Among the other items approved were a broad new city climate plan, homelessness and public safety contracts, and a challenge Texas' Senate Bill 8.
Senate Bill 8: the 'heartbeat' bill
A resolution sponsored by District 8 Council Member Paige Ellis and eventually passed in a 10-1 vote formalized council's opposition to SB 8, the state "heartbeat" bill restricting abortions after about six weeks of pregnancy. The statement also called for Cronk and the city law department to join state and federal legal challenges to SB 8.
The resolution's passage came one day after Ellis and other city and county leaders held a press conference at City Hall to speak on the bill and their support for reproductive rights.
“I sponsored this resolution because it really does take every one of us at all levels of government to come together and fight this egregious law. ... We appreciate Travis County joining the legal battle with amicus support; now it’s our turn," Ellis said.
Public safety, social service contracts
Several dozen city spending items related to homelessness services and policing were also approved by council Sept. 30. They total several millions of dollars directed from both the city budget and outside grant programs, and they range from housing and shelter services for people experiencing homelessness to funding for crime research and ammunition purchase.
The slate of contracts was authorized one week after a city auditor report found that Austin has "no complete inventory of agreements and associated spending" on homelessness after reserving nearly $180 million to such efforts over the past three fiscal years. A city spokesperson said staff are looking to improve how homeless initiatives are logged going forward, although a new system is not yet in place.
"We are working to identify options in our financial system that will unify tracking of all contracts that involve homelessness response so that we can comprehensively track our spending across all city departments. We hope to have a solution in place soon," the spokesperson said.
Metrics including a count of people leaving homelessness and moved into housing, the number of new housing units constructed and diversions from the criminal justice system are tracked to determine the program's success, according to the city—although officials also asked for more details going forward.
“We should start better identifying the information and data that we want and expect to be used as part of these contracts," Mayor Steve Adler said.
One of the new contracts, a $240,000 pull from Austin Public Health's budget, will be used for a yearlong planning and research effort with the nonprofit Social Finance aimed at updating how the city sets up its homelessness agreements.

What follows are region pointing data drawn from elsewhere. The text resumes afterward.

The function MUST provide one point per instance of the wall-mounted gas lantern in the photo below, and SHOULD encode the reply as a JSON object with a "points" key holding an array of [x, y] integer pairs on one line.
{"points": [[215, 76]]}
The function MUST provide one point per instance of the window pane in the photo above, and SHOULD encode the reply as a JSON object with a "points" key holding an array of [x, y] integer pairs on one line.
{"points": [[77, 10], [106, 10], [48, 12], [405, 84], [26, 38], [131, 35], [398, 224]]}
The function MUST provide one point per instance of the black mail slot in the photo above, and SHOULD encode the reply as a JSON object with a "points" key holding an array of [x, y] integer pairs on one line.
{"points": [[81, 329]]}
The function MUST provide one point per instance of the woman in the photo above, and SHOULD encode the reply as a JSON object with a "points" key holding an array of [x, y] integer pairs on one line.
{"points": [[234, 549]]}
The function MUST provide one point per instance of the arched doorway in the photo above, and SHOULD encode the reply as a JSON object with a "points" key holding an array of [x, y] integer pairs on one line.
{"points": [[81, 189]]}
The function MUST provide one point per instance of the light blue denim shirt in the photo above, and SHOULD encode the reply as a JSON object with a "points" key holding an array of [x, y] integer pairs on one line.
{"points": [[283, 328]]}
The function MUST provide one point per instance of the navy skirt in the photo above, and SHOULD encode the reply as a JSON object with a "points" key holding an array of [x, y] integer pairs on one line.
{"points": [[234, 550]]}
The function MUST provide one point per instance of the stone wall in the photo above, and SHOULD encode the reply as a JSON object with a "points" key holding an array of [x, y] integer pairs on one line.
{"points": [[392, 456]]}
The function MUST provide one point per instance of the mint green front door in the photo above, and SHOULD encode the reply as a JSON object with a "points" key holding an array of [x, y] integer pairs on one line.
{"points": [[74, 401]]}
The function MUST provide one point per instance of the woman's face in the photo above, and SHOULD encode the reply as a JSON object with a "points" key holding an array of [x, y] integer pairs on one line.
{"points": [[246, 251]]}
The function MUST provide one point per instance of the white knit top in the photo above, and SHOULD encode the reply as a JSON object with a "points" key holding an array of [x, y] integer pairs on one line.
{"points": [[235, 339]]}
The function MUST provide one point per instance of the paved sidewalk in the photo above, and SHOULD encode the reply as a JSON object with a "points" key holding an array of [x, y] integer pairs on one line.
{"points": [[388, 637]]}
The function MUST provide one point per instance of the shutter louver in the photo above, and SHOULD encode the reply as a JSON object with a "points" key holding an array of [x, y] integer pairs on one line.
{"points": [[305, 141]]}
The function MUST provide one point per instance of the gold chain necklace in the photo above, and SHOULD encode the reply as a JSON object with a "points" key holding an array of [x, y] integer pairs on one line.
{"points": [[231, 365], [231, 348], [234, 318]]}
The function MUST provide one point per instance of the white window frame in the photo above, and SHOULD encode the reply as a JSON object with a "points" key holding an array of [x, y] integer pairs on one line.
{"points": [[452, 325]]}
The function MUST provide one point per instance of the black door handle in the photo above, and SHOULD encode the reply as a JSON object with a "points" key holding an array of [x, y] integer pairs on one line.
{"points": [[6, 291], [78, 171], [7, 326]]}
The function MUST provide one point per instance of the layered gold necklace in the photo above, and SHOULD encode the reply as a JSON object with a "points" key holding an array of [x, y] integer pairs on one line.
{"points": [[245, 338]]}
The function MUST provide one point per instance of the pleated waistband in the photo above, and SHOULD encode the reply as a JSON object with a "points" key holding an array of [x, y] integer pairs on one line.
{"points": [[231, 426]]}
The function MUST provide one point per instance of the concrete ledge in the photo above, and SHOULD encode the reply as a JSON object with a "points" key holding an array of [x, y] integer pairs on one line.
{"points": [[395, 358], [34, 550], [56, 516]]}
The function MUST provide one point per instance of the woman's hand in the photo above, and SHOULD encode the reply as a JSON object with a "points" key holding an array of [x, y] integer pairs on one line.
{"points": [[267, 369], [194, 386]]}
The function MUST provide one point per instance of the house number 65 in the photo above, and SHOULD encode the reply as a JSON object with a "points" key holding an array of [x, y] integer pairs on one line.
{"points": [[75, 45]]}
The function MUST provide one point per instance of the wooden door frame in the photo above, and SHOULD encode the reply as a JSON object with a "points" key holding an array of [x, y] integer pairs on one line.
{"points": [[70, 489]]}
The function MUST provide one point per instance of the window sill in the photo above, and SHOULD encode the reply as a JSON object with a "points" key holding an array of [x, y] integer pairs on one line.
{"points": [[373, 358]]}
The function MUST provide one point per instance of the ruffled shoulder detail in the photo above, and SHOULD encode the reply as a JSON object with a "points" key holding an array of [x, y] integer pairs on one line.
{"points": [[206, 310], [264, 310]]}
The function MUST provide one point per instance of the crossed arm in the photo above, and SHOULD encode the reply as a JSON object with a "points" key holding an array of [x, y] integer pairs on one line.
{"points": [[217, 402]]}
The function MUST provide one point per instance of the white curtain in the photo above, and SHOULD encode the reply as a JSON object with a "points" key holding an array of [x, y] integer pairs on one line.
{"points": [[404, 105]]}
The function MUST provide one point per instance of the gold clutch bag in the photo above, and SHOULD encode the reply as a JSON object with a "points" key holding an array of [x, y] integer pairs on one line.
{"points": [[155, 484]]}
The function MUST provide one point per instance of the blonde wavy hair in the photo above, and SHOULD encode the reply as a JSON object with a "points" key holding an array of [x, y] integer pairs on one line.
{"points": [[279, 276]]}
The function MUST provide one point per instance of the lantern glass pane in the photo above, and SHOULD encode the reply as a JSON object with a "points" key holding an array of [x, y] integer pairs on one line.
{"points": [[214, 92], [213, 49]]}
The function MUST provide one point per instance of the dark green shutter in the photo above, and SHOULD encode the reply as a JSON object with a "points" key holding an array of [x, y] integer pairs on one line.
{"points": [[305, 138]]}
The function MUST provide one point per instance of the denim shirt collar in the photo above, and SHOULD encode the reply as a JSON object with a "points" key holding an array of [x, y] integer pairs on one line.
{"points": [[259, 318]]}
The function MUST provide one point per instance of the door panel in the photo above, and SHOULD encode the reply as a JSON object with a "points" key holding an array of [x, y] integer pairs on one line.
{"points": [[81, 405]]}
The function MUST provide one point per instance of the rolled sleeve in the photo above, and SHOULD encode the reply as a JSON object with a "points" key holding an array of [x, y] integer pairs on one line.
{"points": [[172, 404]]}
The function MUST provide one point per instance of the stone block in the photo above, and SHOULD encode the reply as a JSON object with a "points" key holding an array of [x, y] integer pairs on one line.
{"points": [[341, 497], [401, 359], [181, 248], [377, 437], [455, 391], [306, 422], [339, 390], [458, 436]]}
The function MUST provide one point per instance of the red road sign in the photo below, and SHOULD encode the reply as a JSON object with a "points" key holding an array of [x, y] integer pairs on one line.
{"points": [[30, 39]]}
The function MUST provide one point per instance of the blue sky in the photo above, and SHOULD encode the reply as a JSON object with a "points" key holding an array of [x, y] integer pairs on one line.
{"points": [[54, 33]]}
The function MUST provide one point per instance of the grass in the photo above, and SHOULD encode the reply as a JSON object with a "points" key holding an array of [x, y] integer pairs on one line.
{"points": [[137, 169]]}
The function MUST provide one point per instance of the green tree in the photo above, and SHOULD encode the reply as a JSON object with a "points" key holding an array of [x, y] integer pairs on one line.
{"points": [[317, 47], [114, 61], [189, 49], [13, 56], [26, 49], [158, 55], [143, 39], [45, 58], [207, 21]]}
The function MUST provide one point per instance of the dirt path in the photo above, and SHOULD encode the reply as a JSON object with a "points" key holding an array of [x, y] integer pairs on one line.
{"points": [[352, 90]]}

"The resolution will engage Social Finance to support the city of Austin’s efforts to improve our solicitation process and implement new performance-based measures for contracting. ... This work will ensure that city resources are being used efficiently and effectively in the homelessness response," the spokesperson said.
The city is also planning to broaden its reach in the homelessness service sector by spending more than $100 million in American Rescue Plan Act funds over the next year, although the breakdown of that spending has yet to be finalized.
Most of the Sept. 30 contract items were renewals of existing agreements for the new fiscal year and do not change the assigned scope of work. The Ending Community Homelessness Coalition, Integral Care, Front Steps, Caritas of Austin, Foundation Communities and The Salvation Army were among those funded Sept. 30.
Other service contracts approved by council Sept. 30 provide funding for youth and abuse survivors.
Planning to reduce emissions
The Austin Climate Equity Plan and a related resolution were also passed Sept. 30, following a briefing on the plan to council members during their Sept. 28 work session. The plan cuts a decade off the city's previous goal for reaching net-zero greenhouse gas emissions through strategies stakeholders said were designed to ensure racial and economic equity along the way. Council members supportive of the measure highlighted the plan's focus on equity issues, transportation and more rapidly addressing environmental concerns in the city.
“What this climate plan does is recognize in a way we haven’t before that how we get there is just as important as the strategies and goals that we’ve laid out," District 10 Council Member Alison Alter said.
The plan's passage was accompanied later in the day by council approving an Alter-sponsored resolution laying out how the city will work to implement the climate goals. That direction will require Cronk or city staff to regularly report to council on the plan's progress and give residents opportunities to provide feedback as the process continues.
In addition to the climate plan's headline emissions goal—which city staff said will be backed up in the future by additional strategy and funding details—council members also spoke to their views on the importance of the framework's equity component given the disparate effects of climate change felt throughout Austin.
"Low-income and communities of color disproportionately bear the brunt of the impacts from climate change. In District 2, we are reminded of this as we near the anniversary of the Halloween floods in which homes were destroyed and lives were lost," District 2 Council Member Vanessa Fuentes said in a statement. "With the passing of the Climate Equity Plan, we’re doubling down on environmental justice."